Ma allora, viene da chiedersi, qual è il punto di confine dell'opera d'arte? Essa non è solo il pezzo che abbiamo in mostra, ma anche la posizione dello spettatore mentre sperimenta quel tipo di percezione. Così, se si può dire che nelle opere d'arte dipinte tradizionali l'arte è finita, in queste installazioni essa non lo è. Infatti, l'opera d'arte si realizza compiutamente quando qualcuno la intercetta e percepisce, rispecchiando cose che appartengono ad un'esperienza di tipo mentale. Amo molto questa idea e mi chiedo che cosa farebbe oggi, per esempio, Leonardo se fosse ancora vivo. Certamente vi sono alcune possibili risposte, ma una potrebbe essere che egli non apparterrebbe forse alla scena artistica ma sarebbe magari un designer di software per Internet. Cioè, si occuperebbe di nuovi modi di comunicazione tra la persone. E in effetti, anche durante la sua vita, la pittura non è stata la sua principale occupazione. La questione si pone perciò nei seguenti termini: è più creativo inventare qualche nuovo modo di comunicazione tra le persone o realizzare meravigliosi dipinti o installazioni? Dove si pone oggi il punto della creatività? Anche questo discorso appartiene alla possibilità di definire e comprendere l'artista contemporaneo nella sua relazione con il pensiero filosofico.
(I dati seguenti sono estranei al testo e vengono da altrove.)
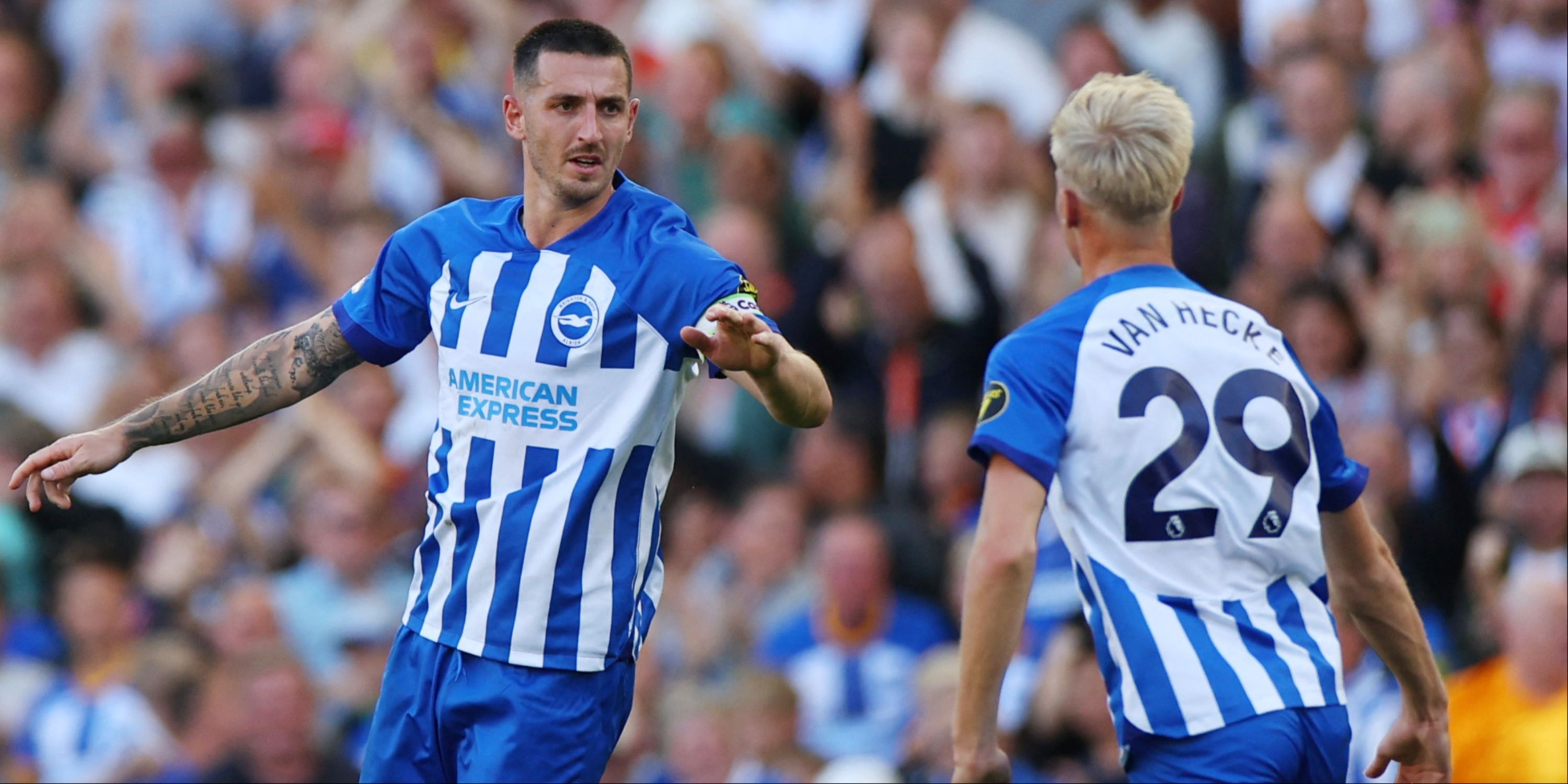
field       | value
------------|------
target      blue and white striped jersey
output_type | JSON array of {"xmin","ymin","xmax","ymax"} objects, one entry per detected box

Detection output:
[
  {"xmin": 971, "ymin": 265, "xmax": 1366, "ymax": 740},
  {"xmin": 332, "ymin": 174, "xmax": 773, "ymax": 671}
]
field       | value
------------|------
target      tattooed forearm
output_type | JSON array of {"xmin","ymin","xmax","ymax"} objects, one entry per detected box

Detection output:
[{"xmin": 118, "ymin": 310, "xmax": 362, "ymax": 450}]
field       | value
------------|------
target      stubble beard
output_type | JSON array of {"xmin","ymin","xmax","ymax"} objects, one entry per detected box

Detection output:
[{"xmin": 525, "ymin": 144, "xmax": 615, "ymax": 209}]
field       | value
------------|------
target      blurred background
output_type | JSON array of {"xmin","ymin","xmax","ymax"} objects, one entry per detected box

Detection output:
[{"xmin": 0, "ymin": 0, "xmax": 1568, "ymax": 782}]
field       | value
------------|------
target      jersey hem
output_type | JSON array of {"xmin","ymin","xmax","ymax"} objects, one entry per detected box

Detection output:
[
  {"xmin": 403, "ymin": 624, "xmax": 635, "ymax": 673},
  {"xmin": 969, "ymin": 433, "xmax": 1057, "ymax": 489},
  {"xmin": 1317, "ymin": 463, "xmax": 1370, "ymax": 511},
  {"xmin": 332, "ymin": 299, "xmax": 409, "ymax": 367}
]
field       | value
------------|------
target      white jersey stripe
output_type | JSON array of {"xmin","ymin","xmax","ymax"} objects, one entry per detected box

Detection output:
[
  {"xmin": 419, "ymin": 433, "xmax": 472, "ymax": 640},
  {"xmin": 574, "ymin": 452, "xmax": 632, "ymax": 666},
  {"xmin": 1287, "ymin": 577, "xmax": 1345, "ymax": 706},
  {"xmin": 458, "ymin": 439, "xmax": 528, "ymax": 655},
  {"xmin": 1193, "ymin": 601, "xmax": 1284, "ymax": 713},
  {"xmin": 1079, "ymin": 564, "xmax": 1154, "ymax": 732},
  {"xmin": 506, "ymin": 251, "xmax": 566, "ymax": 362},
  {"xmin": 1134, "ymin": 593, "xmax": 1225, "ymax": 735},
  {"xmin": 508, "ymin": 461, "xmax": 577, "ymax": 666},
  {"xmin": 452, "ymin": 251, "xmax": 511, "ymax": 354},
  {"xmin": 1242, "ymin": 594, "xmax": 1323, "ymax": 707}
]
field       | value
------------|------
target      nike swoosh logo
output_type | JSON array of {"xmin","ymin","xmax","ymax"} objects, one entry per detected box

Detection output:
[{"xmin": 447, "ymin": 293, "xmax": 486, "ymax": 310}]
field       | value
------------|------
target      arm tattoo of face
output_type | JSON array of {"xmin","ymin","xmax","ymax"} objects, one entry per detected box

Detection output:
[{"xmin": 121, "ymin": 310, "xmax": 362, "ymax": 450}]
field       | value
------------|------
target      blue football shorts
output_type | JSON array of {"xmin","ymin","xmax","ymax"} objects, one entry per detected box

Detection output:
[
  {"xmin": 361, "ymin": 626, "xmax": 635, "ymax": 781},
  {"xmin": 1124, "ymin": 706, "xmax": 1350, "ymax": 784}
]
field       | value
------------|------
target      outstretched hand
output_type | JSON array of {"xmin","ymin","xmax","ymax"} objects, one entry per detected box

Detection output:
[
  {"xmin": 11, "ymin": 428, "xmax": 130, "ymax": 511},
  {"xmin": 681, "ymin": 304, "xmax": 787, "ymax": 373}
]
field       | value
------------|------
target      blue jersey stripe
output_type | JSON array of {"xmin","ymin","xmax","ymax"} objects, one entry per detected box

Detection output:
[
  {"xmin": 1073, "ymin": 564, "xmax": 1124, "ymax": 742},
  {"xmin": 480, "ymin": 252, "xmax": 539, "ymax": 356},
  {"xmin": 441, "ymin": 254, "xmax": 474, "ymax": 348},
  {"xmin": 408, "ymin": 428, "xmax": 452, "ymax": 629},
  {"xmin": 541, "ymin": 448, "xmax": 615, "ymax": 670},
  {"xmin": 599, "ymin": 292, "xmax": 641, "ymax": 370},
  {"xmin": 633, "ymin": 497, "xmax": 665, "ymax": 654},
  {"xmin": 1160, "ymin": 596, "xmax": 1258, "ymax": 724},
  {"xmin": 1221, "ymin": 599, "xmax": 1306, "ymax": 707},
  {"xmin": 605, "ymin": 447, "xmax": 654, "ymax": 663},
  {"xmin": 485, "ymin": 447, "xmax": 561, "ymax": 662},
  {"xmin": 535, "ymin": 259, "xmax": 602, "ymax": 367},
  {"xmin": 441, "ymin": 436, "xmax": 495, "ymax": 646},
  {"xmin": 1088, "ymin": 558, "xmax": 1187, "ymax": 737},
  {"xmin": 1308, "ymin": 574, "xmax": 1328, "ymax": 607},
  {"xmin": 1269, "ymin": 577, "xmax": 1339, "ymax": 706}
]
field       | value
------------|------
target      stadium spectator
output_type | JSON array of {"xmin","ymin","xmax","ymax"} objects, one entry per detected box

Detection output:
[
  {"xmin": 729, "ymin": 670, "xmax": 822, "ymax": 784},
  {"xmin": 1493, "ymin": 422, "xmax": 1568, "ymax": 579},
  {"xmin": 1099, "ymin": 0, "xmax": 1225, "ymax": 147},
  {"xmin": 8, "ymin": 554, "xmax": 174, "ymax": 781},
  {"xmin": 204, "ymin": 649, "xmax": 359, "ymax": 784},
  {"xmin": 757, "ymin": 516, "xmax": 953, "ymax": 762},
  {"xmin": 0, "ymin": 0, "xmax": 1568, "ymax": 781},
  {"xmin": 0, "ymin": 583, "xmax": 53, "ymax": 745},
  {"xmin": 271, "ymin": 485, "xmax": 409, "ymax": 688},
  {"xmin": 900, "ymin": 103, "xmax": 1044, "ymax": 323},
  {"xmin": 1269, "ymin": 53, "xmax": 1370, "ymax": 235},
  {"xmin": 0, "ymin": 262, "xmax": 118, "ymax": 433},
  {"xmin": 861, "ymin": 0, "xmax": 1066, "ymax": 143},
  {"xmin": 1475, "ymin": 85, "xmax": 1563, "ymax": 273},
  {"xmin": 1279, "ymin": 281, "xmax": 1397, "ymax": 426},
  {"xmin": 1449, "ymin": 569, "xmax": 1568, "ymax": 781}
]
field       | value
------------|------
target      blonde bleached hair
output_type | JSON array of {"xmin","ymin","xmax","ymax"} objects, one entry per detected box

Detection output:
[{"xmin": 1051, "ymin": 74, "xmax": 1192, "ymax": 226}]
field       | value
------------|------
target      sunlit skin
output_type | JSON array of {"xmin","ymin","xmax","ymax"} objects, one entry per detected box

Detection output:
[{"xmin": 502, "ymin": 52, "xmax": 638, "ymax": 248}]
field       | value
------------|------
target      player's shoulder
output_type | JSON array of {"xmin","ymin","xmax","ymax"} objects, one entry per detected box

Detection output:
[
  {"xmin": 619, "ymin": 179, "xmax": 732, "ymax": 274},
  {"xmin": 398, "ymin": 196, "xmax": 522, "ymax": 237}
]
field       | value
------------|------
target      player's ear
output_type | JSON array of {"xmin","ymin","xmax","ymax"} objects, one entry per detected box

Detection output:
[
  {"xmin": 1060, "ymin": 188, "xmax": 1083, "ymax": 229},
  {"xmin": 500, "ymin": 96, "xmax": 528, "ymax": 141}
]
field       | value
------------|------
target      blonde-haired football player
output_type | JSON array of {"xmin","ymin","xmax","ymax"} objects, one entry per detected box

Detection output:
[{"xmin": 953, "ymin": 74, "xmax": 1449, "ymax": 782}]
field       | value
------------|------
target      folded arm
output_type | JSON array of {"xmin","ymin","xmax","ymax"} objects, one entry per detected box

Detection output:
[{"xmin": 11, "ymin": 303, "xmax": 362, "ymax": 511}]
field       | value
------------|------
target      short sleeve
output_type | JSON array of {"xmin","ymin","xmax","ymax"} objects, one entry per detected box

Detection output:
[
  {"xmin": 969, "ymin": 336, "xmax": 1077, "ymax": 488},
  {"xmin": 1286, "ymin": 342, "xmax": 1367, "ymax": 511},
  {"xmin": 332, "ymin": 229, "xmax": 434, "ymax": 365}
]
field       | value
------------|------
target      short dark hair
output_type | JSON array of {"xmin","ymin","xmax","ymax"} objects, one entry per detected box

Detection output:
[{"xmin": 511, "ymin": 19, "xmax": 632, "ymax": 88}]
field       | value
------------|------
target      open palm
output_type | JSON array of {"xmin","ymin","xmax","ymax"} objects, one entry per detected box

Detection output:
[{"xmin": 681, "ymin": 304, "xmax": 782, "ymax": 373}]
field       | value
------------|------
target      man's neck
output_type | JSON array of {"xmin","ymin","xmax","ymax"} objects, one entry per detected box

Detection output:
[
  {"xmin": 1077, "ymin": 216, "xmax": 1176, "ymax": 285},
  {"xmin": 522, "ymin": 172, "xmax": 615, "ymax": 248},
  {"xmin": 1080, "ymin": 245, "xmax": 1176, "ymax": 285}
]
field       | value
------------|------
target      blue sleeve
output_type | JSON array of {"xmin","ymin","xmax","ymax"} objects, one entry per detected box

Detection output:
[
  {"xmin": 332, "ymin": 227, "xmax": 439, "ymax": 365},
  {"xmin": 1284, "ymin": 340, "xmax": 1367, "ymax": 511},
  {"xmin": 969, "ymin": 331, "xmax": 1077, "ymax": 489}
]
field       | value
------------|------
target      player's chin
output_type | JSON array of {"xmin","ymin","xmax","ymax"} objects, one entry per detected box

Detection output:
[{"xmin": 561, "ymin": 163, "xmax": 613, "ymax": 199}]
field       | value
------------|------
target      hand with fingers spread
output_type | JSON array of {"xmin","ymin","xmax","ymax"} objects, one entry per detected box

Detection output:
[
  {"xmin": 11, "ymin": 425, "xmax": 132, "ymax": 511},
  {"xmin": 681, "ymin": 304, "xmax": 787, "ymax": 375}
]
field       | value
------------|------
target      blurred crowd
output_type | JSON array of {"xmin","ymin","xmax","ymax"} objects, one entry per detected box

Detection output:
[{"xmin": 0, "ymin": 0, "xmax": 1568, "ymax": 782}]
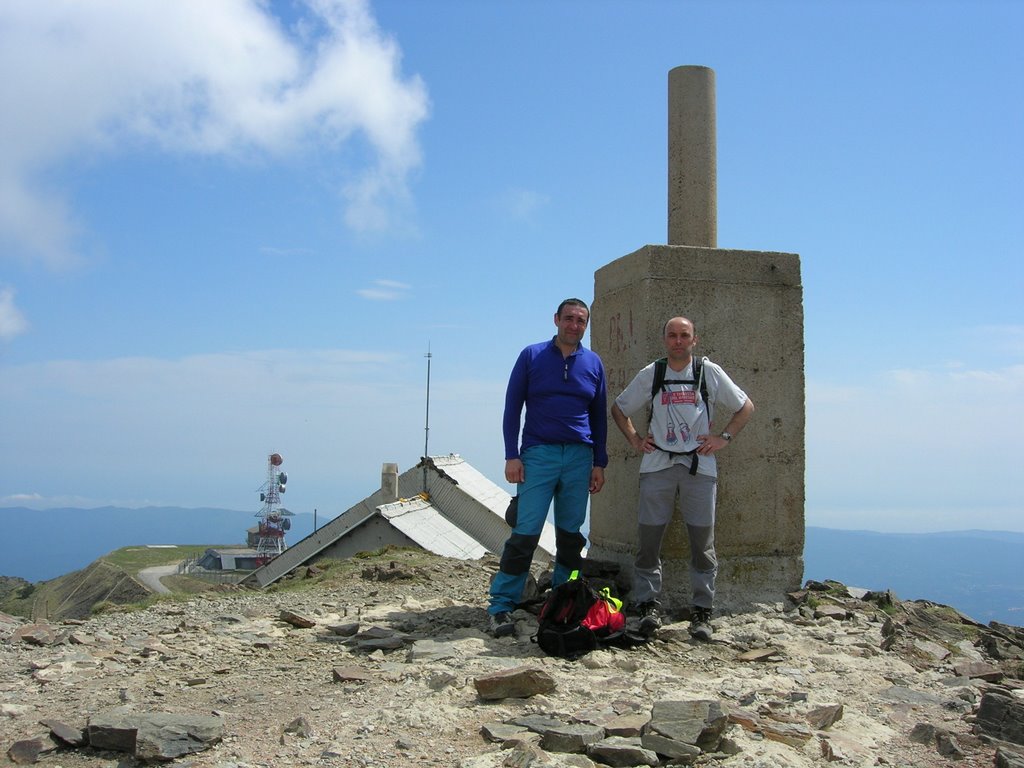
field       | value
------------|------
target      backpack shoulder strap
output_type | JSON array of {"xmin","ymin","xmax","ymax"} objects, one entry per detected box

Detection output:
[
  {"xmin": 650, "ymin": 357, "xmax": 669, "ymax": 399},
  {"xmin": 693, "ymin": 357, "xmax": 710, "ymax": 407}
]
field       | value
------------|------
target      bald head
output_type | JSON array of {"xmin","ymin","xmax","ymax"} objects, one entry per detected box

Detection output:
[{"xmin": 663, "ymin": 317, "xmax": 697, "ymax": 371}]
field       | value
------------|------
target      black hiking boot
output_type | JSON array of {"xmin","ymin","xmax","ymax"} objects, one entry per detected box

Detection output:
[
  {"xmin": 637, "ymin": 600, "xmax": 662, "ymax": 637},
  {"xmin": 690, "ymin": 605, "xmax": 715, "ymax": 642},
  {"xmin": 487, "ymin": 610, "xmax": 515, "ymax": 637}
]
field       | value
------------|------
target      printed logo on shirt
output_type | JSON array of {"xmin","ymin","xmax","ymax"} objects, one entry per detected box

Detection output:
[{"xmin": 662, "ymin": 389, "xmax": 697, "ymax": 406}]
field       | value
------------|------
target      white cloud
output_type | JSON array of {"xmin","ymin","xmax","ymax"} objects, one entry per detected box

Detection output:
[
  {"xmin": 0, "ymin": 286, "xmax": 29, "ymax": 341},
  {"xmin": 0, "ymin": 0, "xmax": 429, "ymax": 268},
  {"xmin": 807, "ymin": 365, "xmax": 1024, "ymax": 530},
  {"xmin": 355, "ymin": 280, "xmax": 413, "ymax": 301}
]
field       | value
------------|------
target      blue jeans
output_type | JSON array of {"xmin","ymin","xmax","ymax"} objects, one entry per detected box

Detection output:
[{"xmin": 487, "ymin": 443, "xmax": 594, "ymax": 613}]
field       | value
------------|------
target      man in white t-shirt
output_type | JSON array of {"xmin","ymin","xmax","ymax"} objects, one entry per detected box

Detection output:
[{"xmin": 611, "ymin": 317, "xmax": 754, "ymax": 640}]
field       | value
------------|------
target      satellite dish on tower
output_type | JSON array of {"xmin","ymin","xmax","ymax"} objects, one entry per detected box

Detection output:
[{"xmin": 256, "ymin": 454, "xmax": 292, "ymax": 565}]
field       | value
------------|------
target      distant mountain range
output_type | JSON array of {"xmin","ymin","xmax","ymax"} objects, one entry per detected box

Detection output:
[
  {"xmin": 804, "ymin": 527, "xmax": 1024, "ymax": 627},
  {"xmin": 0, "ymin": 507, "xmax": 319, "ymax": 582},
  {"xmin": 0, "ymin": 507, "xmax": 1024, "ymax": 626}
]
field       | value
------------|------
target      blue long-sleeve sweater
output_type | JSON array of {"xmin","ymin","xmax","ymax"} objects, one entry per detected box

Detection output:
[{"xmin": 502, "ymin": 338, "xmax": 608, "ymax": 467}]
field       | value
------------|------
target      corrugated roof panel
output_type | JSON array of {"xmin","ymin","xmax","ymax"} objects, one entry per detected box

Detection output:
[{"xmin": 378, "ymin": 499, "xmax": 487, "ymax": 560}]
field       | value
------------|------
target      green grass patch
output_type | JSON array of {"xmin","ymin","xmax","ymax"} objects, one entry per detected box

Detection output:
[{"xmin": 99, "ymin": 544, "xmax": 226, "ymax": 575}]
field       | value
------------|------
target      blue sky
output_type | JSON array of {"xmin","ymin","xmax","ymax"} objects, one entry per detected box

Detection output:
[{"xmin": 0, "ymin": 0, "xmax": 1024, "ymax": 531}]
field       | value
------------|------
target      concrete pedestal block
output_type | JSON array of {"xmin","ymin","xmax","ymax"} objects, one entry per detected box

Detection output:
[{"xmin": 590, "ymin": 245, "xmax": 805, "ymax": 610}]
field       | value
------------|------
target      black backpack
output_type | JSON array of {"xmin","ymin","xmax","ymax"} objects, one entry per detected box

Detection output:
[
  {"xmin": 647, "ymin": 357, "xmax": 712, "ymax": 475},
  {"xmin": 648, "ymin": 357, "xmax": 711, "ymax": 411},
  {"xmin": 530, "ymin": 571, "xmax": 625, "ymax": 659}
]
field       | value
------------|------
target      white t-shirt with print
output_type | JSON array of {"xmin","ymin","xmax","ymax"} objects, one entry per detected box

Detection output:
[{"xmin": 615, "ymin": 357, "xmax": 746, "ymax": 477}]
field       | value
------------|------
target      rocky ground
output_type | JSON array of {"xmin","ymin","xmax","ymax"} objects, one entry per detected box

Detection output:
[{"xmin": 0, "ymin": 552, "xmax": 1024, "ymax": 768}]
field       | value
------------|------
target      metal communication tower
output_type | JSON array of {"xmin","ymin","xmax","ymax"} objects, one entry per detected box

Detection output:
[{"xmin": 256, "ymin": 454, "xmax": 293, "ymax": 564}]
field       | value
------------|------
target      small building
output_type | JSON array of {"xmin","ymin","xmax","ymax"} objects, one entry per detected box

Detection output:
[{"xmin": 247, "ymin": 454, "xmax": 555, "ymax": 587}]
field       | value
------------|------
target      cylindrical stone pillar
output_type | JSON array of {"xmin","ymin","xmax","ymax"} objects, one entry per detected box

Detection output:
[
  {"xmin": 669, "ymin": 67, "xmax": 718, "ymax": 248},
  {"xmin": 381, "ymin": 462, "xmax": 398, "ymax": 504}
]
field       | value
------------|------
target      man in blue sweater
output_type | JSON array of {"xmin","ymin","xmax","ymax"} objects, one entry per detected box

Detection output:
[{"xmin": 487, "ymin": 299, "xmax": 608, "ymax": 637}]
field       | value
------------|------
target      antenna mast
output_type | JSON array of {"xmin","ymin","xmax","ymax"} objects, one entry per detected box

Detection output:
[{"xmin": 423, "ymin": 341, "xmax": 433, "ymax": 493}]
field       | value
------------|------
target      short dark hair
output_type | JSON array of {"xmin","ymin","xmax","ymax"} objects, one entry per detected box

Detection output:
[{"xmin": 555, "ymin": 299, "xmax": 590, "ymax": 317}]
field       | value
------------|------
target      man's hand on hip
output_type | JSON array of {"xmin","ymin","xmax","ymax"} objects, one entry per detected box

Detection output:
[{"xmin": 505, "ymin": 459, "xmax": 526, "ymax": 482}]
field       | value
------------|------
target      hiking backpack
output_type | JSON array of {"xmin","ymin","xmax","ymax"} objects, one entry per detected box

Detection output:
[
  {"xmin": 647, "ymin": 357, "xmax": 712, "ymax": 475},
  {"xmin": 530, "ymin": 570, "xmax": 626, "ymax": 659}
]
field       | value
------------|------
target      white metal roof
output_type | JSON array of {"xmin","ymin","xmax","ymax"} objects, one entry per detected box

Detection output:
[{"xmin": 377, "ymin": 499, "xmax": 487, "ymax": 560}]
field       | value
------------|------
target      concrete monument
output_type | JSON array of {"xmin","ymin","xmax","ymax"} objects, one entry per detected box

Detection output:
[{"xmin": 589, "ymin": 67, "xmax": 804, "ymax": 610}]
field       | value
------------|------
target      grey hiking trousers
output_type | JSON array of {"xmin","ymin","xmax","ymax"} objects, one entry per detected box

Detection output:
[{"xmin": 631, "ymin": 464, "xmax": 718, "ymax": 609}]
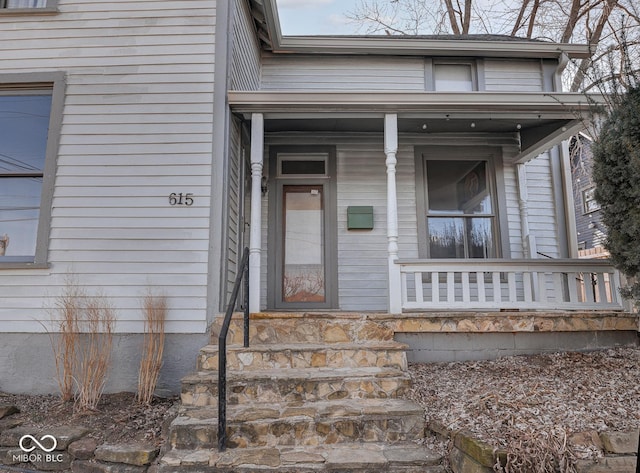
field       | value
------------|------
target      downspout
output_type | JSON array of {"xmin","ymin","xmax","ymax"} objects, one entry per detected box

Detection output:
[{"xmin": 207, "ymin": 0, "xmax": 233, "ymax": 325}]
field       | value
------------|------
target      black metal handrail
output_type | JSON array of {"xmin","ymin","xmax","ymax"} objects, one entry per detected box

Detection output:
[{"xmin": 218, "ymin": 248, "xmax": 249, "ymax": 452}]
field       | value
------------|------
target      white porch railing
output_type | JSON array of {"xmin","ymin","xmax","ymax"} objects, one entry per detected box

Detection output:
[{"xmin": 397, "ymin": 259, "xmax": 624, "ymax": 310}]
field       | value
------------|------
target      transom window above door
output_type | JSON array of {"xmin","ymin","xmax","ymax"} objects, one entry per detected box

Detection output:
[{"xmin": 425, "ymin": 159, "xmax": 496, "ymax": 258}]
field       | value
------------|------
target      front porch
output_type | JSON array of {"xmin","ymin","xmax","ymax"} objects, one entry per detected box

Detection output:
[{"xmin": 231, "ymin": 94, "xmax": 631, "ymax": 315}]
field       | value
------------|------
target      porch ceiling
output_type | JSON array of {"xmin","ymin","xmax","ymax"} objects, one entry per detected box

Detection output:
[{"xmin": 228, "ymin": 91, "xmax": 597, "ymax": 162}]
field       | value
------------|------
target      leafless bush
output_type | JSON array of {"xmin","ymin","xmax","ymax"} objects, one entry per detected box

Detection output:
[
  {"xmin": 75, "ymin": 295, "xmax": 116, "ymax": 410},
  {"xmin": 49, "ymin": 276, "xmax": 85, "ymax": 402},
  {"xmin": 137, "ymin": 292, "xmax": 167, "ymax": 404}
]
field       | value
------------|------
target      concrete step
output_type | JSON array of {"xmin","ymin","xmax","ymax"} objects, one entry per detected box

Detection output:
[
  {"xmin": 211, "ymin": 312, "xmax": 393, "ymax": 345},
  {"xmin": 158, "ymin": 442, "xmax": 445, "ymax": 473},
  {"xmin": 197, "ymin": 340, "xmax": 407, "ymax": 371},
  {"xmin": 181, "ymin": 367, "xmax": 411, "ymax": 407},
  {"xmin": 169, "ymin": 399, "xmax": 424, "ymax": 449}
]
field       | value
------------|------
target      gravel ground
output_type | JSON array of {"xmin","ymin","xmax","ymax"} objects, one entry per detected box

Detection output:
[{"xmin": 409, "ymin": 348, "xmax": 640, "ymax": 471}]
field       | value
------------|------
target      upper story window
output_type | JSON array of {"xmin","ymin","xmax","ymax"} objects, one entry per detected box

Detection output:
[
  {"xmin": 0, "ymin": 74, "xmax": 61, "ymax": 267},
  {"xmin": 582, "ymin": 187, "xmax": 600, "ymax": 214},
  {"xmin": 433, "ymin": 62, "xmax": 478, "ymax": 92}
]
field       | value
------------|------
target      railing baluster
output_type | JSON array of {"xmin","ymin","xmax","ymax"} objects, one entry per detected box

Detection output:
[
  {"xmin": 596, "ymin": 273, "xmax": 607, "ymax": 304},
  {"xmin": 491, "ymin": 271, "xmax": 502, "ymax": 302},
  {"xmin": 522, "ymin": 273, "xmax": 533, "ymax": 302},
  {"xmin": 447, "ymin": 271, "xmax": 456, "ymax": 302},
  {"xmin": 398, "ymin": 259, "xmax": 628, "ymax": 310},
  {"xmin": 413, "ymin": 272, "xmax": 424, "ymax": 302},
  {"xmin": 567, "ymin": 273, "xmax": 580, "ymax": 303},
  {"xmin": 582, "ymin": 272, "xmax": 596, "ymax": 304},
  {"xmin": 507, "ymin": 271, "xmax": 518, "ymax": 302},
  {"xmin": 476, "ymin": 271, "xmax": 487, "ymax": 302},
  {"xmin": 462, "ymin": 271, "xmax": 471, "ymax": 302}
]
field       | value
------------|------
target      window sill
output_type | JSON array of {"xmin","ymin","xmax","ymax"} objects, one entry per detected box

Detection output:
[
  {"xmin": 0, "ymin": 261, "xmax": 51, "ymax": 271},
  {"xmin": 0, "ymin": 7, "xmax": 60, "ymax": 16}
]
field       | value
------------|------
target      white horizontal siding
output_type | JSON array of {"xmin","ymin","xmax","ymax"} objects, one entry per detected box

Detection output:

Infatti, nel nostro tempo il pubblico resta bloccato a una sorta di definizione istituzionale dell'artista collocato nel mondo dell'arte, ma se puntiamo l'attenzione sulla creatività come capacità di costruire un senso, l'arte è allora fuori da ogni definizione classica e persino dallo stesso mondo dell'arte. Durante l'intero XX secolo si è cercato di espandere il concetto di arte e di viverlo. Basti pensare all'esempio di Marcel Duchamp. Quando nella sua celebre opera "La mariée mise à nu par ses célibataires, même: Le Grand verre", conosciuta semplicemente come "Il grande vetro", si fecero delle crepe egli, anziché arrabbiarsi, disse che questo era un fatto meraviglioso. Ed è stato una delle poche persone che all'inizio del secolo ha accettato un fatto contingente all'interno del proprio cammino creativo. Allo stesso modo, le incomprensioni sono utili in filosofia: molto spesso ciò che si può dire è sbagliato come lo può essere un'interpretazione. Così, anche lo scrittore Marcel Proust sostiene che ogni artista ha la propria idea su una poesia, un libro, un quadro, ma lo spettatore può recepire l'opera in modi diversi. Dunque, credo che l'importanza di un'opera d'arte per l'artista e per lo spettatore sia diversa. Questa è una cosa difficile da accettare per esempio da parte degli storici dell'arte; i quali pensano che esista invece una corretta interpretazione e tutto il resto sia sbagliato. Essi hanno bisogno di definizioni chiare secondo il modello fornito dalla scienza, ma ciò significa non comprendere l'essenza dell'arte.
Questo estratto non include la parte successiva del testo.